Some of us might be confused as to why the shelves are empty a random household staple like toilet paper. The coronavirus, or COVID-19, doesn’t typically cause any kind of intestinal distress, and I’m guessing the majority of households were already buying toilet paper in bulk.
So why, then, are so many people hoarding toilet paper when it makes little-to-no sense to do so?
It turns out there’s a psychological reason, and ya’ll. It’s pretty interesting.
According to clinical psychologist Steven Taylor, the rush for toilet paper could be based on a panic response to global fears over how this virus is going to impact populations long term. So much is still unknown, people are grabbing the one thing they know they’re going to need eventually – toilet paper.
And within reason, it makes sense. If we’re all going to be expected to stay home for at least a few weeks, we want to be able to be sure that essentials are on hand.
That said, a year’s worth of toilet paper looks a lot different than 1 couple of months worth, people.
Taylor also mentioned the snowball effect that panic-buying can have – if one shopper sees another with a full cart and then glimpses decimated shelves, well, they think they need to stock up too, and so on.
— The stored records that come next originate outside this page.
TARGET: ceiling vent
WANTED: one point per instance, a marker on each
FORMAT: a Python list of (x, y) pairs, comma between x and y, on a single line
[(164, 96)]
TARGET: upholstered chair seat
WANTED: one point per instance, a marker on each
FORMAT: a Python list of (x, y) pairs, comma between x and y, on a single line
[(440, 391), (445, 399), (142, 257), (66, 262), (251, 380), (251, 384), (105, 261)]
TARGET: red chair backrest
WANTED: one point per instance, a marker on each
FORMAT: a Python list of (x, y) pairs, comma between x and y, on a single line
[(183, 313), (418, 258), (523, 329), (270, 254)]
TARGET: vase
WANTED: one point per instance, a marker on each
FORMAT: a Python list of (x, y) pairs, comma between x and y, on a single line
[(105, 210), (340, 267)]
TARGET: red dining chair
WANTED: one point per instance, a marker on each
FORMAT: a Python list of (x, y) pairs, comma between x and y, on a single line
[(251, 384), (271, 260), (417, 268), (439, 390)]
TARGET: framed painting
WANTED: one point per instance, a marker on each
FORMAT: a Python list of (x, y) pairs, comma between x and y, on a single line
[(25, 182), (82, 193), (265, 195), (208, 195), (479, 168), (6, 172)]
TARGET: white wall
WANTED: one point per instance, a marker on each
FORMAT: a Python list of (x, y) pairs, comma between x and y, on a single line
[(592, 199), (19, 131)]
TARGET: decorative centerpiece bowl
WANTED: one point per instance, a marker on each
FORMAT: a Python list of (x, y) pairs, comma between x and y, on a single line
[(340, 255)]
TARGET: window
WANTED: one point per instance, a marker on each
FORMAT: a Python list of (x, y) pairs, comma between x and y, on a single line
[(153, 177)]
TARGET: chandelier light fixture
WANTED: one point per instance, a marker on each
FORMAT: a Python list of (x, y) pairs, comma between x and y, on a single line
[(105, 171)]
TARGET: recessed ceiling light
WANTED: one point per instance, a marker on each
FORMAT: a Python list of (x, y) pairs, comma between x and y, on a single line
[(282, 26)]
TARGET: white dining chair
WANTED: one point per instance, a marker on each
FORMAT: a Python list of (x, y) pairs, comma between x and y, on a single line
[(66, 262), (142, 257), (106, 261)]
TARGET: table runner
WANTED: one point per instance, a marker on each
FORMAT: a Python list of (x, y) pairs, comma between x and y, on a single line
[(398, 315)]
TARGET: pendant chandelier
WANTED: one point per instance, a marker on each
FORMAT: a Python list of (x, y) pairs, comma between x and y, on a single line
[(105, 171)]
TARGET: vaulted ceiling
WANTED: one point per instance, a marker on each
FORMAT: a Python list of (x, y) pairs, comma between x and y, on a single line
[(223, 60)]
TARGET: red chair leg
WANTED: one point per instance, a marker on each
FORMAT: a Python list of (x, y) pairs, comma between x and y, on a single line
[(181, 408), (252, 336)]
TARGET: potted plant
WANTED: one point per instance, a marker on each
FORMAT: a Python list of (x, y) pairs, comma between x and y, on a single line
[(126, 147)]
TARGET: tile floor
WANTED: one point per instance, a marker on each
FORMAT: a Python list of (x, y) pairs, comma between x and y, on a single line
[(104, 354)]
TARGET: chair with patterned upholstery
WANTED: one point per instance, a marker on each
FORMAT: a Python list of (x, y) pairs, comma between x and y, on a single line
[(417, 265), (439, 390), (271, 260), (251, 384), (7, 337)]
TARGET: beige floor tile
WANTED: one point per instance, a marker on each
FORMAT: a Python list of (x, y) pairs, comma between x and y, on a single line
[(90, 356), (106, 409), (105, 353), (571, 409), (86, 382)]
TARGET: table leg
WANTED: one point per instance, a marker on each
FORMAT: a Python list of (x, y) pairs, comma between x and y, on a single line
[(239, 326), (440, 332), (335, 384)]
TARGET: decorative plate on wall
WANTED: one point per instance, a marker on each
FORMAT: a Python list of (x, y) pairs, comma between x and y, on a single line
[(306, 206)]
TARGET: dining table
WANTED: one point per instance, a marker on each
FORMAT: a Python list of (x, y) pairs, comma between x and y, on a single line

But look… there are people who now have enough toilet paper to last until Christmas, and other people who can’t find a four pack and are going to be foraging for leaves that can do the job.
Does that seem fair?
Remember that your friends and neighbors are going through this crisis and time of uncertainty, too, and only take what you think you’ll actually need to get through a short-term quarantine, should your family come down with COVID-19.
Be prepared, but don’t be selfish.
It’s a good motto to have in the best of times, so it definitely goes double for the sh*tshow out there today.